Project 2: Materializing the Invisible

The goal of this project, “Materializing the Invisible,” is to choose an invisible phenomena such as wi-fi, time, etc. and make it visible, tangible, audible, or some other manifestation that people can interact with.

Start Date: February 7
End Date: March 21

In order to start thinking about invisible phenomena, we did a class exercise where we wandered our building looking for things that showed signs or traces of invisible things. Some examples are shown below.

Scratch and rubber marks on the stair walls (left); spray paint on window sill outside (middle); dented pipe cover reveals person standing on it (right)

After we started seeing these phenomena more clearly we began to brainstorm, as a class, ideas that could potentially develop into the bigger project. We did several exercises that helped us to rapidly develop ideas with each other, sort of like speed-dating, and then came together after we had each worked with every person and developed the ideas even more.

Some ideas we developed included a garment that would indicate when something was close to you or approaching you, like a car or another person, for safety reasons such as if you’re riding a bike or walking home late at night; windows that could sense temperatures inside and outside the classroom and make a judgement about whether the people/person inside would like them open; phone that could sense the emotions of the person texting you and output tactile feedback.
Deciding which projects each of us wanted to tackle and how we wanted to split up into groups.

After deciding which project ideas interested us the most, Ty and I decided to explore the concept of material feedback that reveals an invisible phenomenon. Ty was very interested in the concepts of hydration and health within the context of exercising. I was interested in the concepts of sensing space and exhibiting movement within the context of dance. Thus, we decided that our invisible phenomena would be movement patterns and hydration/productivity. 
Below are some of my initial explorations of movement and trying to get a sense of how movement is initiated and how this could be visualized on top of someone moving.

A first attempt at understanding movement (dark purple indicates the least amount of movement, pink-purple indicates a moderate amount, red indicates a great amount)

Two articles that relate to human movement and motion capturing.

Article 1
Article 2

Ty and I wanted to try new ways of visualizing movement, so we bought a Kinect and synced it with Max MSP via Synapse.

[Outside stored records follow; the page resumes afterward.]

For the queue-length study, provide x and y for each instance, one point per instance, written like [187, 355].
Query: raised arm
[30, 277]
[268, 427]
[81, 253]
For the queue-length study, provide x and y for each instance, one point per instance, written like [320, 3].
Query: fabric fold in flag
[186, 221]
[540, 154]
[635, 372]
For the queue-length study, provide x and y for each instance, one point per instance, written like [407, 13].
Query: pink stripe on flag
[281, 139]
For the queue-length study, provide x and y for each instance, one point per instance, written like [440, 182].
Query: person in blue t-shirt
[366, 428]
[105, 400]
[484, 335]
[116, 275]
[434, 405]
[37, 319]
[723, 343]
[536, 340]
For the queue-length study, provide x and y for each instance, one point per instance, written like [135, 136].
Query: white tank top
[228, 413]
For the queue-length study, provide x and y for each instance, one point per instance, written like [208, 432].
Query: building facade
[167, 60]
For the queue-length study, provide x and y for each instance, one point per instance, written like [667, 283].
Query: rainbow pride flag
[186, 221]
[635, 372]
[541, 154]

It was really cool to learn how Max works and to play around with some of the different pre-made patches that could serve as a foundation for some of the movement visualization that Ty and I were trying to do.

Setting up Max and Kinect
Working with code in Max

Ty and I wanted to explore more deeply how the two of our projects, a water bottle and a bodysuit, could work together to create this system of uncovering invisible phenomena. We decided to storyboard how a person might go through a day and use them in conjunction.

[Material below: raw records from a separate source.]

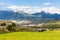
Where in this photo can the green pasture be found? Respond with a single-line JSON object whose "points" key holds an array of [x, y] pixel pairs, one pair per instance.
{"points": [[48, 35]]}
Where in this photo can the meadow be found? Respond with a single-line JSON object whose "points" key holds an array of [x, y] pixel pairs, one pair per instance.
{"points": [[48, 35]]}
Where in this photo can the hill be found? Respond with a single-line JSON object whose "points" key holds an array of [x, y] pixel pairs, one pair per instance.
{"points": [[51, 35]]}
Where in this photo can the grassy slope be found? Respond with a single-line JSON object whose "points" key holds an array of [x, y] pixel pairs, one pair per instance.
{"points": [[52, 35]]}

Narrative for Concept Video

We soon realized that this was a very ambitious plan, as we had not found the most appropriate way to represent each of our projects. My bodysuit could be made with things like wind sensors or angle velocity potentiometers, however I both did not have strong skills in physical computing and instead focused on visualizing and presenting the idea in the most clear way possible. 
To clarify our story, Ty and I reframed the narrative and asked some of the dancers from my company to help us with the project.

thanks to Allana Evans (left) Sarah Deluty (middle left) Victoria Van Benschoten (middle right)

Over spring break (March 10–19) I worked with After Effects to find new ways for expressing the color shift that occurs when movements initiate throughout the body. Though I wasn’t able to concentrate the color shifts to different limbs, I learned a lot in terms of “greenscreen” editing (using Keylight) and color phase shifting (using Colorama). My cousin, who is currently working for a motion graphics and advertising company helped me get through some of the basics of these tools so that I could tie it to the knowledge I already had with After Affects.

One of the biggest challenges of this project was synthesizing all of the work that Ty and I did and presenting it in a cohesive way. As I was gathering my material for our presentation I realized that the project didn’t really have an end point: we had done many different studies in the areas of focus and movement but there was no “final product.”

Below are several of the components of our final presentation.

Stop motion animation of bodysuit (red/pink indicates larger movements, pink/light purple indicates medium sized movements, dark purple/blueish purple indicates smaller movements.
Video of bodysuit in motion shifting colors with movement
Mapping of process from concept to visualization
System Diagram of our Two Projects

List of references:

Reflecting on the Project

Working through this project with Ty taught me a lot of unexpected things. I gained a deeper understanding of Kinect and of programming with Max MSP. It’s given me the confidence of trying to explore it on my own which is something I haven’t experienced before. I also learned a lot about After Effects and green-screening. This project has also helped me to see the difficulties of collaborating on a project from a distance. I think Ty and I worked well together and put in a lot of effort collectively. If I would do something different, it would be to finish the project before our break, adapt the concept to something I could actually make physically, and practice how we talk about our work and how the two projects relate to each other.